I hone all blades, including utility and exacto blades. Many folks don't sharpen for enough..meaning they never get the two planes of a cutting edge to meet. Magnification of the edge at various stages of sharpening is a great way to explain what is going on during the sharpening process. One of those lit magnifiers may be worth getting. A USB digital microsope
is a really cool teaching aid.
Ideally when you initially sharpen a cutting tool, a wire burr will form. This looks like a little flap of tin foil stuck to the edge and can be moved . When you get to this point you have "sharpened" the metal down to a very thin place along the edge, and it is critical that this foil or wire edge be stropped away, not broken off. Hand stropping takes time ( I use power on some things), and the closer you get to completion, the more apt the wire edge is to break. Once you get to the "magic point" where the two planes of the cutting edge meet, and the wire burr has been worn away by the stropping compound, you are getting a tool that is truly sharp.

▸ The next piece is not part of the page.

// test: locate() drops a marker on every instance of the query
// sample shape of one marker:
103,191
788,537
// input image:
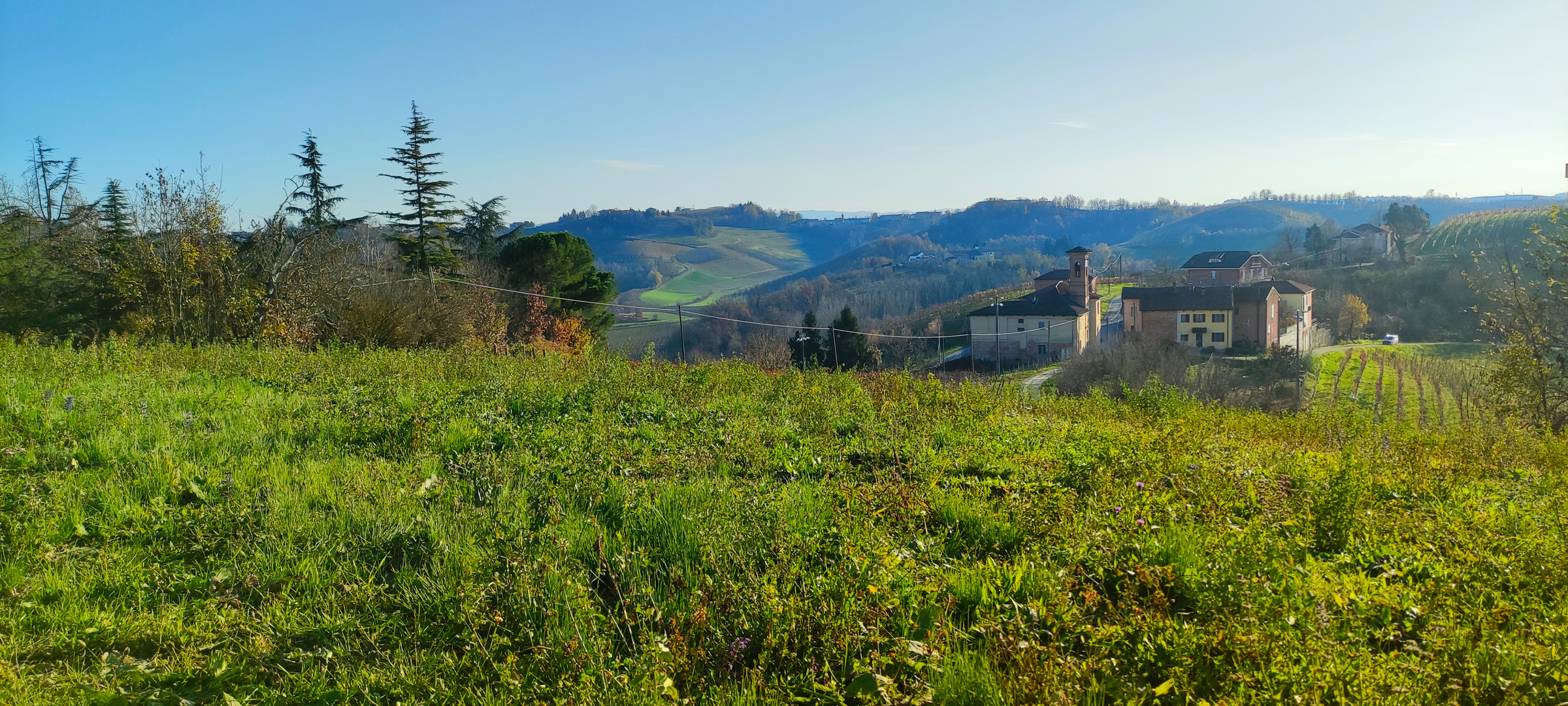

A cutting edge is really a kind of saw. The quality of the steel (grain structure) will determine how small you can make the "teeth" at the edge. If you could make an edge achieve a thickness of one molecule, why you'd have a really sharp tool. Edge holding ability comes from hardness and bevel angle. You sharpen the angle based on the use. Typically, a scalpel has a lower included cutting angle than an chisel. Microbeveling is a technique that tricks the tool into a higher degree of sharpenness with more resistence to folding under pressure. Mallet struck woodworking chisels can benefit from microbeveling, where the cutting edge may be 15° included, and the rest of the tool beveled at 20° or more. It's also a fast way to get a lower angle as you have less metal to remove at the edge.
I'm new to use of the round knife, but for some cuts, like an exterior radius on a hide that is particularly firm of hand, I find it indispensable, as I rock around to make the cut. I like a honed utility blade for long straight cuts.
Clean cut leather shines, literally.